Per a report from Andrew Marchand of the New York PostCBS conducted an “intervention” with Tony Romo, who is the analyst alongside Jim Nantz on the station's No. 1 crew for NFL games. The so-called intervention occurred during the 2022 offseason, with the goal of improving Romo's performance.

On Thursday, CBS came out with a stern response, disputing the claims made by Marchand's article.

“To call this an intervention is a complete mischaracterization, we meet regularly with our on-air talent,” CBS Sports spokeswoman Jen Sabatelle told Marchand.

It wasn't too long ago when Tony Romo was universally praised for his work in the booth.

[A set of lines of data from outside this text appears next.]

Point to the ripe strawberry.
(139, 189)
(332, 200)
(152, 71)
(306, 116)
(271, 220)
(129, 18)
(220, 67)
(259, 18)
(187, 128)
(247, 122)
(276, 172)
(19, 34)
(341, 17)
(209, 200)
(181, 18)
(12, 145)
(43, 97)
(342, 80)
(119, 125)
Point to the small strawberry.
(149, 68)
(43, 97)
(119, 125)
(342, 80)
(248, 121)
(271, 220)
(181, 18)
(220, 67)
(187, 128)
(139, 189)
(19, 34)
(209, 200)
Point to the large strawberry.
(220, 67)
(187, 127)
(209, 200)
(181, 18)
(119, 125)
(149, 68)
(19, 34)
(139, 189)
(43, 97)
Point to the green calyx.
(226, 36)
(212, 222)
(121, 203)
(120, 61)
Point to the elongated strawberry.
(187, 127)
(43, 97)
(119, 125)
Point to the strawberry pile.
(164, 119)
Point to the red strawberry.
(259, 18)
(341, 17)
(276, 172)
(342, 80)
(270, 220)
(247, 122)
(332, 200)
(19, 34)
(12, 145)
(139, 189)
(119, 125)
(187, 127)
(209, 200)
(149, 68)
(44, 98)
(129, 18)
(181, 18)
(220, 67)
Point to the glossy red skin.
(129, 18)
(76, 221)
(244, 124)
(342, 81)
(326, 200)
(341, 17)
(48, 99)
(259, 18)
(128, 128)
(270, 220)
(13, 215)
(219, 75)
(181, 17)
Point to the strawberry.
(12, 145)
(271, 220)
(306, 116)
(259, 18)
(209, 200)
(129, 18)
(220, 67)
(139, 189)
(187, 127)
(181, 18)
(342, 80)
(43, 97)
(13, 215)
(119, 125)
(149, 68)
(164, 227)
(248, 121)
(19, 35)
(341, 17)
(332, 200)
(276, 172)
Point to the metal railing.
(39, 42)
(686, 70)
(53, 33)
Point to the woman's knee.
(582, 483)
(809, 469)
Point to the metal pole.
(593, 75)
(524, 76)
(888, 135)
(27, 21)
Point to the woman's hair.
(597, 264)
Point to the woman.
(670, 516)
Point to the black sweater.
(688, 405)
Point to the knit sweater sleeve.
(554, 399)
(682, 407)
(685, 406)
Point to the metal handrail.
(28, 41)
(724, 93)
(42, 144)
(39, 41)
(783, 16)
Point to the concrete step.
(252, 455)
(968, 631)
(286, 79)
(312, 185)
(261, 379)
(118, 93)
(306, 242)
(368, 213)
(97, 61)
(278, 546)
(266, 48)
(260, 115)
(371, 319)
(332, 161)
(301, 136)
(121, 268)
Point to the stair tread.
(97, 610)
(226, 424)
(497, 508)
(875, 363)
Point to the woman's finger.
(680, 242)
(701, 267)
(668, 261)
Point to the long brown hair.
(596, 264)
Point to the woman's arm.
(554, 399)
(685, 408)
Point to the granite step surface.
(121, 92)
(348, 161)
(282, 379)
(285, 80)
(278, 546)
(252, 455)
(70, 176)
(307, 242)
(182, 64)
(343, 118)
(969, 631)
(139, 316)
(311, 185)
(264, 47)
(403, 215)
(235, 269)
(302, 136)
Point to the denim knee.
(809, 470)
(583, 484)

In the years since coming to CBS in 2017, Romo was looked at as the analyst to revolutionize the game in sports broadcasting. The way he was precisely predicting play-calls before they happen had people calling him a genius, and the run of success in his first three seasons led the station to give him a 10-year, $180 million contract, the largest in sportscasting history at the time.

Since then, there has been reported slippage from Romo's commentary, and he's routinely getting called out by fans and media.

If there was an intervention during the 2022 offseason, it didn't appear to work, because a lot of those same complaints are still out there going into this offseason.

Could it be a case of Romo not bringing his A-game consistently, or has his style become stale, rubbing people the wrong way more often than not? Whatever the case is, it doesn't look like CBS is too concerned about it.